Intermission: After the Dancing

Draco did find himself enjoying Walpurgis, though the first memory to enter his head was of a Parselmouth raising basilisks, and it startled him badly to realize that the damn snakes were bred that way, rather than springing out of some pit of hidden foulness and evil.

No, he thought a short time later, when the wild dance had calmed a bit. Not quite the first memory.

The first memory had been of himself on the Hogwarts Express, turning and facing Harry with cool speculation in his eyes. He had not realized Harry had seen him quite that way then, had not realized how well he played the perfect Malfoy.

The Malfoy who should not have been there tonight, his father's letter snarled in his mind.

Draco bit his lip, and quite determinedly went back to thinking of the wild progress of the night. He was in bed now, lying with his hands folded behind his head and his eyes fixed on the ceiling of the four-poster. He couldn't believe Blaise and Harry were already asleep. True, they were probably exhausted, but the memories attacked Draco so furiously that he would have thought they would keep them awake, too.

He'd seen the memory of himself on the Hogwarts Express, and a few others too soft and blurred for him to make out, and then the explosion of green light that he already knew about, killing Voldemort and marking both Harry and his brother. And he'd seen some of the wizards' memories that passed through Harry when he managed to release them from the Death Eaters' confinement, too.

The frustrating thing was how quickly the wildness fell away from him, how quickly he started thinking about it instead of thinking of it, and telling himself what it had been like instead of feeling it. He almost felt as though he should have been changed more, though he had been awed by the wild music and dancing of the night, and the Hades-black doorway that appeared in front of them (which, Harry had revealed in a casual way, he'd gone through last year).

But what impressed him the most was that he'd flown in Harry's protection, felt Harry's soul rushing all around him, had actually spoken with Snape once or twice—or were there more conversations, fading away from him now?—and had still come back safely to earth. Harry had defended him without even realizing what he was doing, focused on riding out the storm and freeing the Dark magic from whatever Voldemort was trying to do to it.

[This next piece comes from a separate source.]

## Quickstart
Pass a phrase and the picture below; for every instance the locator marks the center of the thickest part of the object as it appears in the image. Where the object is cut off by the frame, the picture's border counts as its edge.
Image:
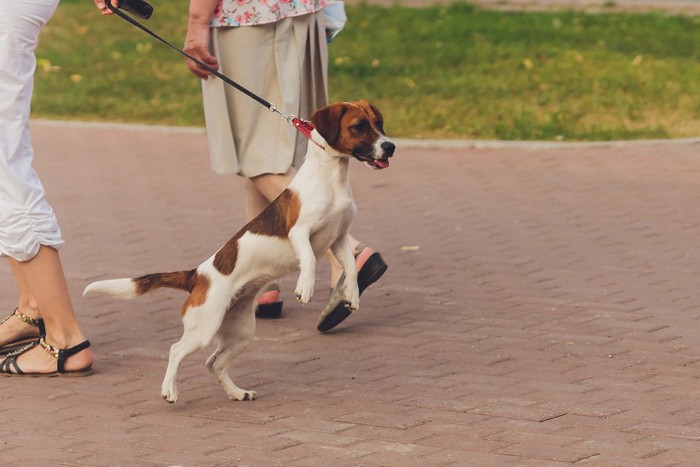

Draco wondered if he would always defend Draco, and everyone else, so unconsciously.

It didn't seem fair, somehow, or right. Draco knew he was often a brat; he could admit that. But lying in bed at night, with no one else to see and comment on his behavior, it wasn't something that mattered. He could think as seriously as anyone, if he wanted to.

It probably helped that Harry's emotions were quiet, too, and that Draco was sure he had fallen asleep; he'd been reassured by a trill from Fawkes when he went to check earlier.

Harry deserved more recognition for what he'd done, damn it. He'd pretended not to notice the glances he got after his wild flight, and done his best to slide gracefully out of any conversations that might bring them, and the reason for them, up. Draco, knowing how much he disliked attention, didn't blame him for that part.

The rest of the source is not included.